Она схватила его за руку и потянула к себе. Она была сильная. Вообще, тут как: примерно как в женской палате больницы, успел подумать он. Женщины красивее, чище, лучше, мужчины по большей части скоты, но женское разложение ужаснее, женщины хуже пахнут и в полураспаде меньше за собой следят. И в постели так же. Или это нормальное соитие без особенных чувств, здоровое такое бычье дело, или это самый страшный восторг и самая страшная грязь. Если любишь, то потом так же сильно и ненавидишь. Действительно, или ты в этом деле бог, или животное, совсем животное, вот как я сейчас, когда вылизываю здесь. Но когда я животное, я все-таки больше бог, чем когда я с любой другой, с обыкновенной, с никакой. За всю эту животную божественность я буду платить ужасно…
Им никогда еще не случалось заниматься этим делом в нормальной кровати, и потому у них не было времени на медленное, вдумчивое привыкание, Миша не закрывал глаз. Он понимал, что все надо запомнить.
— Вот знаешь, — заговорил он потом, — вот я смотрю на тебя сейчас — и думаю, как все в тебе хорошо. Вот смотрю — и думаю: слишком хорошо, чтобы это было мое. И никогда не будет мое, хотя вообще должно бы с самого начала. И если бы ты была моя, я бы не любил тебя так. И ревность ничего не портит. Серьезно. Есть только одна вещь, которая вообще все портит. Это страх. Я иногда тебя боялся и тогда ненавидел. Ты этого понять не сможешь, ты слишком здорова, а я всегда живу с чувством, что если начнется, то начнется с меня.
— Ты, Гвирцман, все про себя, — сказала Валя ласково. — Ты потому и не видишь ничего.
— Согласен, мне всю жизнь это говорят. Но я не скрываю хотя бы.

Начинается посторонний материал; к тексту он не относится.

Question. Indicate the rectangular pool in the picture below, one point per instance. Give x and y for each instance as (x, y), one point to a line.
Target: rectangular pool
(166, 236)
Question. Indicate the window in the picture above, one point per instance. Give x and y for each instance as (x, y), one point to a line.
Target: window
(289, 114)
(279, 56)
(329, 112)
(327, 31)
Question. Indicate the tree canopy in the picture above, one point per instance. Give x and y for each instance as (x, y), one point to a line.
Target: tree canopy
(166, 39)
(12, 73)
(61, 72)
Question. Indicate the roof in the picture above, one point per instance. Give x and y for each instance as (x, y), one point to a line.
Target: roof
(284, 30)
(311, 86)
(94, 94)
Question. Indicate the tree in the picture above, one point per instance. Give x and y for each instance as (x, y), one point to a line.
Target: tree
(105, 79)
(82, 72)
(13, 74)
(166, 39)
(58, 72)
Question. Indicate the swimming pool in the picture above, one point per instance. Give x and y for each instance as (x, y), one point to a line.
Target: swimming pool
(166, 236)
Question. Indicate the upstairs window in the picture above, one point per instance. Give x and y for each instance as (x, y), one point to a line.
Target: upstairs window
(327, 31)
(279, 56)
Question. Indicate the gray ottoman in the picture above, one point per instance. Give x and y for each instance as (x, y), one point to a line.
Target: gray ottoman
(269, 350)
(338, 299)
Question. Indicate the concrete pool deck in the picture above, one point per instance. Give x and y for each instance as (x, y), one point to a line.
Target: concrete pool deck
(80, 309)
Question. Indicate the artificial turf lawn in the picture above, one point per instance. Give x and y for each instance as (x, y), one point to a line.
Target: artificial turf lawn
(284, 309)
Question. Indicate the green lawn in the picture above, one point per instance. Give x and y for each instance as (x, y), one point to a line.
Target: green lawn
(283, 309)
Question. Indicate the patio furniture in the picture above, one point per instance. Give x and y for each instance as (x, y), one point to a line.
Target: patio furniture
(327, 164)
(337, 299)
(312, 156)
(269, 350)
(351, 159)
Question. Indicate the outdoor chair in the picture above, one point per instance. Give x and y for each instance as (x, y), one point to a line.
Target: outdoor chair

— А что ты про меня знаешь? Ничего ты про меня не знаешь. — Она перевернулась на живот. — Моя жизнь такая была, что посмотрела бы я на тебя. Меня в четырнадцать лет отчим растлил.
Она сама не знала, правду ли говорит. Правды, во-первых, нет, и что выдумаешь, то и будет, а во-вторых, что-то отчим безусловно с ней сделал, так что учитель физкультуры в десятом только продолжил давно начатое. То есть что-то было.
— А я знал, — сказал Миша и обнял ее. — Вот знал.
— Ничего ты не знал, — произнесла она, не высвобождаясь.
— Все знал. Это сейчас так у всех. Всех растлил отчим.
— Иди ты к черту. Тебе все бы зубоскалить.
— Слушай, нет! Клянусь, я серьезно. Но это со всеми сейчас. Я не могу объяснить. У всех или отчим, или мачеха, потому что родные родители так не сделают никогда. И всех они насилуют. Я не буду тебе объяснять, ладно? Ты сама понимаешь.
— И учили меня плохо, — добавила она. — Я всегда была среди вас как дура, и выручало меня то крестьянское происхождение, то Коля. Понимаешь что-нибудь? Ничего ты не понимаешь.